Household expenditure surveys (HES) are important statistical endeavours. This type of ‘heavy-duty’ survey is performed in Macau every five years and conducted for twelve months. Throughout that period, the statistics department collects direct information about the income and expenditure of a large sample of households.

These surveys provide a wealth of detailed information about the consumption patterns of its residents, showing their actual spending behavior as precisely as can be possibly achieved. Like all significant surveys, they need time to be read, processed and have its results compared with similar or related data obtained from other sources and procedures.

The findings also provide a basis for the weights that will be used in the estimation of future consumer price indices and, therefore, the corresponding inflation rates. The survey outcomes would be important for just such reason, but their relevance goes beyond that. The very detailed information obtained is a basis upon which we can reach better judgments on the evolution of the economy and, in particular, how economic changes are reflecting on the well-being of their residents. (Well-being as measured, of course, by the levels of consumption of goods and services.)

Indeed, there were significant changes in income and consumption since the casino boom started. In the last five years, however, the economy went through a bumpy period. For the 2013-18 period, the survey comes out with figures for household expenditure implying an annual average growth standing around 0.7 per cent per year.

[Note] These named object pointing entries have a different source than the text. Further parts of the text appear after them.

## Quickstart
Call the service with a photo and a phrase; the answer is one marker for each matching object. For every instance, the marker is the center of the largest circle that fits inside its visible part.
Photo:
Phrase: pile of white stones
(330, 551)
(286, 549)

The value sits not far from what we can get from other sources. Take the data we may obtain from the national accounts, for example. In nominal terms, it tells us that household consumption expenditure went up by 14.6 per cent in those years. Adjusting for the changes in the number of households, we reach a growth figure just over 0.9 per cent per year. This number suggests that consumption growth may have been slightly over-estimated.

Such a result hints that some adjustment to earlier GDP estimates is justified. The difference is not very significant, but a divergence of more than two percentage points in annual growth rates can build up to a noticeable deviation in the overall figures in a few years. Admittedly, the time frames of both indicators do not overlap completely – but alone that is unlikely to explain the gap in the figures stemming from those two sources. There may be an estimating bias operating somewhere, and that is something worth investigating.